Je l'ai fait dans le désordre mais peu importe, chaque ensemble peut se lire séparément. Après "
La Cocadrille" et "Flamme et Lila", je termine la lecture de la trilogie de
John Berger « Dans leur travail » par le deuxième de la série : "
Joue-moi quelque chose" .
John Berger est un Anglais installé en Haute-Savoie depuis de longues années. Il réussit, à la manière d'un
Raymond Depardon avec une autre trilogie sur le monde paysan, mais cinématographique celle-là, "Profil Paysan" (magnifique !), à transmettre son amour d'un monde en déclin.
Ce roman central est donc celui de la transition, du passage d'une société pastorale et agricole à une ère industrielle. Les paysages se transforment, les pâturages font place aux ateliers et aux fonderies, les travaux des champs sont délaissés pour ceux de l'usine.
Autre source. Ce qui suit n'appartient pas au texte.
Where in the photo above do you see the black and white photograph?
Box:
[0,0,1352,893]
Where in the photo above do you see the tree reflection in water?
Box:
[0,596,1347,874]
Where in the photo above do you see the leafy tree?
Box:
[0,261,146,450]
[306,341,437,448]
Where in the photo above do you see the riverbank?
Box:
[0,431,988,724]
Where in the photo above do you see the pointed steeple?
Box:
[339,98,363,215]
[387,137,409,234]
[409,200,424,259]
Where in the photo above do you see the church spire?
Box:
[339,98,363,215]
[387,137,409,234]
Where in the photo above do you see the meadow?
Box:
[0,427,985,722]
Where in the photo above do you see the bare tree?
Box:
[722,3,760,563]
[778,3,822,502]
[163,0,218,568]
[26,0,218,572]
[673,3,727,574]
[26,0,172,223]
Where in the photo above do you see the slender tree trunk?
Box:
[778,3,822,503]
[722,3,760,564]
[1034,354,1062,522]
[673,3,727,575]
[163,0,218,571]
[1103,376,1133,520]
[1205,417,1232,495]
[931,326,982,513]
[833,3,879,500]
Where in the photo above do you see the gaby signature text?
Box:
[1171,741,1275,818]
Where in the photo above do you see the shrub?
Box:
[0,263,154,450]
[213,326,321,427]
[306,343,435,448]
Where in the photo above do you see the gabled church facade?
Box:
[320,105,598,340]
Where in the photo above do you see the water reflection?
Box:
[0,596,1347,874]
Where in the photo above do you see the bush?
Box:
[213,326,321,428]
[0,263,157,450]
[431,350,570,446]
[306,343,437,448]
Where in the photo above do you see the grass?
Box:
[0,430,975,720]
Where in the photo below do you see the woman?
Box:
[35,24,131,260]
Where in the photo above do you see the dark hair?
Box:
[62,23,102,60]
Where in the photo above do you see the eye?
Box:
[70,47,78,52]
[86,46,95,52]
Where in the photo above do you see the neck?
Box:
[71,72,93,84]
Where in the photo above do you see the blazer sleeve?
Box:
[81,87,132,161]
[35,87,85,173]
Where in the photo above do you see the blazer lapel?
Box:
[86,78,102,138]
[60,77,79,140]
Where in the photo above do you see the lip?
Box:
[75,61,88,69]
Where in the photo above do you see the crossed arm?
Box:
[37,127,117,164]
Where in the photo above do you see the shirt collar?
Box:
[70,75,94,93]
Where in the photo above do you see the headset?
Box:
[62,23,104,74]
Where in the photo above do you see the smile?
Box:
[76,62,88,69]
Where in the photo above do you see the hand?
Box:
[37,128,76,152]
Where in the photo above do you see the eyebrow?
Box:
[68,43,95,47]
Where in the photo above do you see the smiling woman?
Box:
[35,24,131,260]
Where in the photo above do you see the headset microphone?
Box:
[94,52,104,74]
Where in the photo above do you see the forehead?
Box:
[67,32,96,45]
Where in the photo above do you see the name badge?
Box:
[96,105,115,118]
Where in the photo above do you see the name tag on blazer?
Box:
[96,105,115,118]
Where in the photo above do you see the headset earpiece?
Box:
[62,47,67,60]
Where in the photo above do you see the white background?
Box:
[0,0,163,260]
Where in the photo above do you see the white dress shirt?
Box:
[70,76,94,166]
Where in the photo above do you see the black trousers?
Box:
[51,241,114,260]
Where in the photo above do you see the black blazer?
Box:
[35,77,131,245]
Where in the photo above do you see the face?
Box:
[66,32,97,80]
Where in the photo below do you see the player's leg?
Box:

Pourtant, il y en a encore qui résistent à cet inéluctable mouvement. Des individus attachés à la terre, à une existence austère, besogneuse, solitaire et pauvre, où les limites à la liberté sont imposées par la nature et l'exigence de son rythme plutôt que celles du rendement économique et des règles de la concurrence.
Comme dans les deux autres tomes de la trilogie,
John Berger s'appuie sur le récit des vies de ces personnages irréductibles, profondément marqués par cette transition qui bouleverse leur quotidien, sous la forme de plusieurs nouvelles successives. En ressort une profonde admiration de l'auteur pour ses personnages, une vive sensibilité pour ces montagnes et ces vallées formant le cadre de leurs destinées et une tension permanente portée par la conviction donnée au lecteur qu'un drame peut arriver d'un instant à l'autre grâce aux effets de surprise savamment dosés par
John Berger. Mais le drame primordial de cet ensemble reste la sèche et froide solitude qui finit toujours par engloutir ceux qui ont fait le choix de rester sur leur montagne.